Fair Fashion, vegane Mode, Nachhaltigkeit sowie ein umweltbewussteres Leben beschäftigen viele von uns ja schon eine ganze Weile. Viele ernähren sich bewusst, haben angefangen ihr Kaufverhalten zu ändern oder fahren vielleicht öfter Fahrrad als Auto.

Seitdem ich 2016 in Frankfurt bei einem Workshop über Fair Fashion war, hat mich das Thema nicht mehr losgelassen. Und ich habe überlegt, wie ich bewusster shoppen und mich kleiden kann.

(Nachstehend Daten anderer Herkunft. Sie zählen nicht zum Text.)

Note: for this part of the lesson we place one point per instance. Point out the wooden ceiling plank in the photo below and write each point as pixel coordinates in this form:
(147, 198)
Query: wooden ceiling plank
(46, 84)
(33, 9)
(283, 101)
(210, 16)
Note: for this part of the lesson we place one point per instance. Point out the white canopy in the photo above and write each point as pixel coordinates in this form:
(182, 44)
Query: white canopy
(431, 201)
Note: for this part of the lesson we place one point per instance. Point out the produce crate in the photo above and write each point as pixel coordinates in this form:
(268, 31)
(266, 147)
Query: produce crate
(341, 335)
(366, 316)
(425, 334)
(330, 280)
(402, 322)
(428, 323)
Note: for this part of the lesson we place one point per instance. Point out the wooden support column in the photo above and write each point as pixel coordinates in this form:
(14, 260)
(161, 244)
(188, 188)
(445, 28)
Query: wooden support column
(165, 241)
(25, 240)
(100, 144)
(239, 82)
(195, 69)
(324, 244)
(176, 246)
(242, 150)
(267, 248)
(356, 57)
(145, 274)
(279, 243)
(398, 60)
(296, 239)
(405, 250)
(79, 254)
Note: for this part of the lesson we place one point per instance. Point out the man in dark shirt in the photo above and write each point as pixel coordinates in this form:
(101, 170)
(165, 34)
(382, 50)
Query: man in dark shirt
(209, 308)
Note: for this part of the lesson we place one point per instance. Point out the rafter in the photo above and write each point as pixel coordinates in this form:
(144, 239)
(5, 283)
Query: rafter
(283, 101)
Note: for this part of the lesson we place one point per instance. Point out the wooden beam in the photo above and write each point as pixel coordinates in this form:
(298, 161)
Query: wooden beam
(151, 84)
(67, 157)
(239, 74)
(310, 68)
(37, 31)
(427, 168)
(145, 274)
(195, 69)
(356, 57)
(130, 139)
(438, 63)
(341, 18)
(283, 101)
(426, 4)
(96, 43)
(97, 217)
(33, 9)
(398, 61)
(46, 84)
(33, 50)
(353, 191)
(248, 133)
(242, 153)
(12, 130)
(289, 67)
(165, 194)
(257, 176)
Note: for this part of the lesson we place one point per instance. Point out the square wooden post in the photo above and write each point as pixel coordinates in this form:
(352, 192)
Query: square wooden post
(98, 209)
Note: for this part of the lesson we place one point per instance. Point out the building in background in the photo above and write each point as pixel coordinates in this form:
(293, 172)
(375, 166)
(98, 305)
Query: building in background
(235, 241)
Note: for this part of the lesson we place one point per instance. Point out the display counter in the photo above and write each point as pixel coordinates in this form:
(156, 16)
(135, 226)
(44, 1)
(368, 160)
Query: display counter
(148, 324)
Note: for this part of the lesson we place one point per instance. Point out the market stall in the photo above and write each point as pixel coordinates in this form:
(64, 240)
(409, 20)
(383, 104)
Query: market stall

Doch Fast Fashion ist verlockend, es ist leicht, die eingefahrenen Wege oder Online Shops z nutzen, musste ich feststellen. Da gehst du in der Stadt bummeln und findest im Kaufhaus nur die üblichen Marken, die mit umweltfreundlicher Produktion nichts am Hut haben.

Da findest du auf der Haupteinkaufsstraße eine Fast Fashion Kette nach der andere.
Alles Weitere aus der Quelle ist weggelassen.